研究中突然ですが,ここでお知らせです.これ以降すべては,れいじゅさま (三原麗珠) からの投稿.紹介しないわけにはいかない本を献本されたそうだ.

研究者にとって数少ない稼ぎ時である夏休みだから,研究に没頭している.なんと個人選好の非循環性の仮定を取り除いた社会選択理論を構築しているところなのだ.「それはすごいことなのか」って? 分かる人には分かるだろう,非循環性っていえばあの推移性や準推移性よりさらに弱い条件で,それさえ外そうというわけだから! いや,それは大げさだった.取り除くからには代替的なことをせざるをえないわけで,そこを見てもらわないと判断できないだろうな.いずれにせよ,モデルの解釈にかんする哲学的な問題を避けることはできないので,アローの『社会的選択と個人的評価』にまで遡って,社会選択の背景にあるシナリオの見直しからやっている.

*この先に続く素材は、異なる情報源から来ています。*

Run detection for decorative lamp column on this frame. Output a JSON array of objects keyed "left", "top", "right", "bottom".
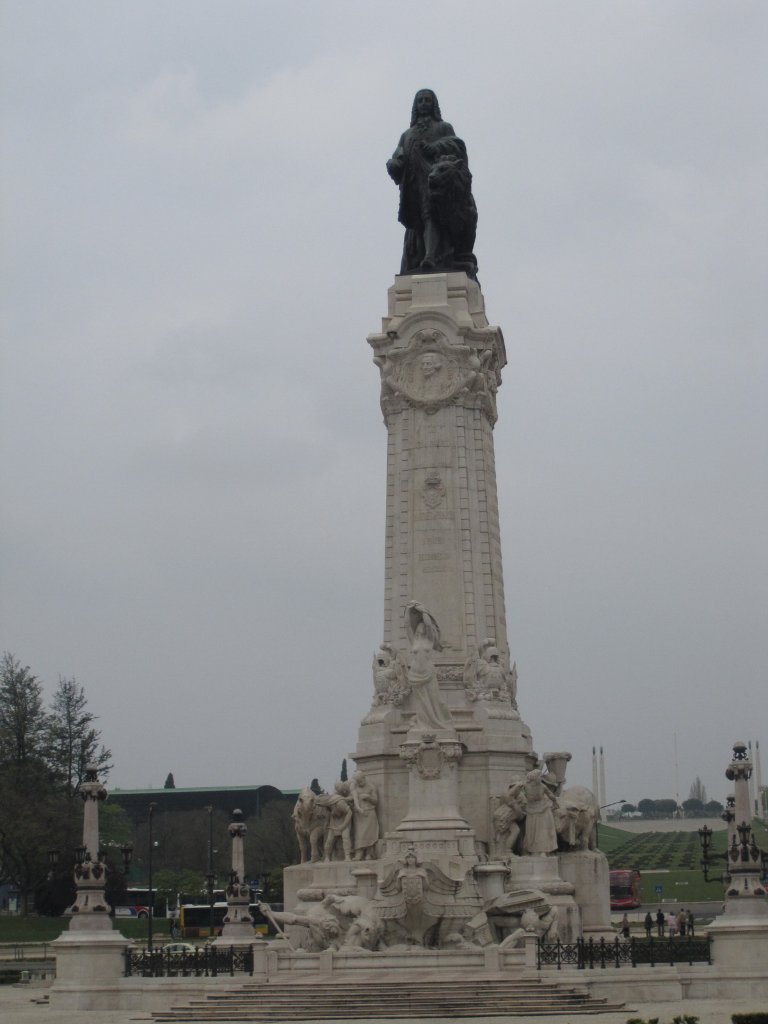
[
  {"left": 216, "top": 808, "right": 259, "bottom": 946},
  {"left": 68, "top": 765, "right": 112, "bottom": 932},
  {"left": 725, "top": 742, "right": 768, "bottom": 915}
]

で,アローの古典を眺めていて気づいたのだが (というか,すでに下線が引いてたので再確認したということになるが),社会選択の現代版の出発点となったこの古典のなかで,アローはすでに耐戦略性 (戦略的操作不能性; strategy-proofness) にも bribe-proofness (賄賂の受け取りで得をする余地をもたないこと) にも言及していたのだ (もちろんこれらの用語は使っていない; 上記第2版ほか,1951年の第1版の 7頁でも確認できる).これらの概念のアイディアが出て来たことになっている時期よりもずっと前のことだ.

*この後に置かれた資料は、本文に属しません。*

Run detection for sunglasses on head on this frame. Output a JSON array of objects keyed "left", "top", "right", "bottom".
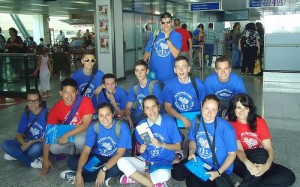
[
  {"left": 84, "top": 58, "right": 96, "bottom": 63},
  {"left": 161, "top": 20, "right": 172, "bottom": 25}
]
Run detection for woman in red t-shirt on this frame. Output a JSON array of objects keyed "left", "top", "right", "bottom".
[{"left": 228, "top": 94, "right": 295, "bottom": 187}]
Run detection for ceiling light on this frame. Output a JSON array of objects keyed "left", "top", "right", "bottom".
[
  {"left": 70, "top": 1, "right": 92, "bottom": 5},
  {"left": 31, "top": 3, "right": 50, "bottom": 6}
]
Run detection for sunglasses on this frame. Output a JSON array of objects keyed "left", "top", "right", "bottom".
[
  {"left": 84, "top": 58, "right": 96, "bottom": 63},
  {"left": 161, "top": 20, "right": 172, "bottom": 25}
]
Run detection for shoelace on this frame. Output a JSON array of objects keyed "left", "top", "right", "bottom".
[{"left": 67, "top": 176, "right": 75, "bottom": 184}]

そんなところに耐戦略性の分析などを重視した教科書『メカニズムデザイン: 資源配分制度の設計とインセンティブ』(2008) が届いた.「よし,紹介記事を書いて,『ところでアローがこんなこと言ってるんだよ』と指摘してやろう」とボクは思った.

しかし,なんとその引用がその本の 8-9頁に載ってるじゃないか! しかもその引用部分を持ち出す前に,「必ずしも良く知られていない事だが」なんて書いてる.著者たちは,よく知られてないということも知ってたわけで,こちらの心を見透かされた感じがした.

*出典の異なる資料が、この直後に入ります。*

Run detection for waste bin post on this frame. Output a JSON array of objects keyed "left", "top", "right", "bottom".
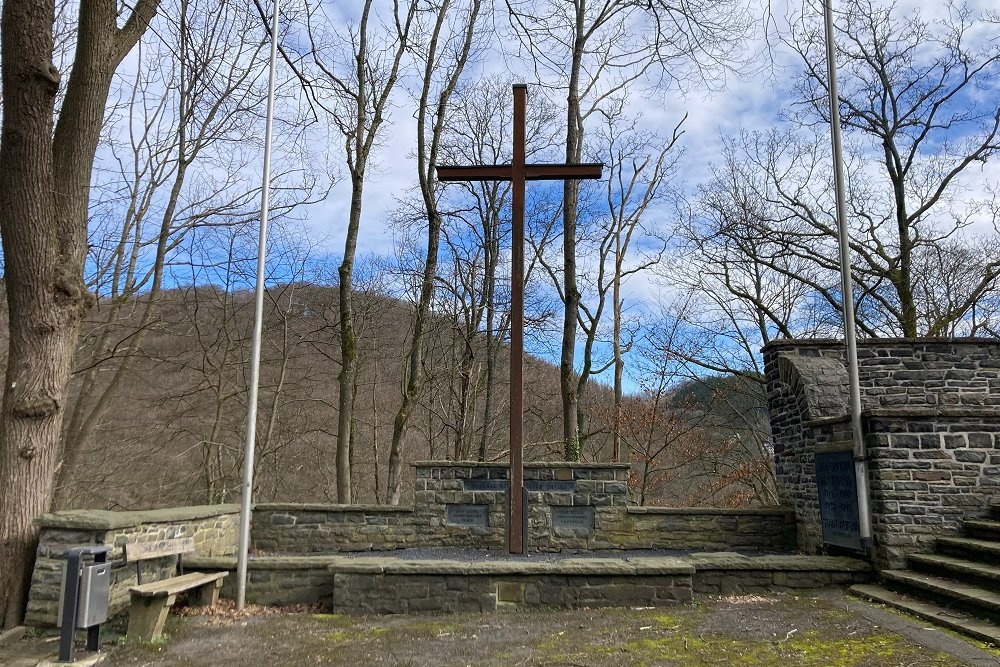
[
  {"left": 58, "top": 544, "right": 111, "bottom": 663},
  {"left": 59, "top": 548, "right": 83, "bottom": 662}
]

この本はどんな本か.出版社はミネルヴァ書房 (本日が発行日だが,現時点で同社サイトにこの書籍の情報は見当たらない).あの林貴志『ミクロ経済学』を出したところだ.林の本とちがいこちらはハードカバーで,紙は林のほど青白くない.ページ数は80ページほど少なくて,値段は200円安い.カバーには「マウント=ライターの三角形」がデザインされている.(この三角形は数学ではよく現れる commutative diagram というやつの一種で,たしかに便利ではあるが,名前をつけるほどオリジナリティが認められるわけではない.ボクはだいぶ前から授業中にそう指摘していたが,『メカニズムデザイン』12頁の脚注 8 にも,特に名前をつけない旨書いてある.) おっと,言い忘れるところだったが,やっぱり帯には「2007年ノーベル経済学賞の受賞分野」とある.これはボクのみならずこの本の出版を知っていたひとのだれもが予想していたことだろう.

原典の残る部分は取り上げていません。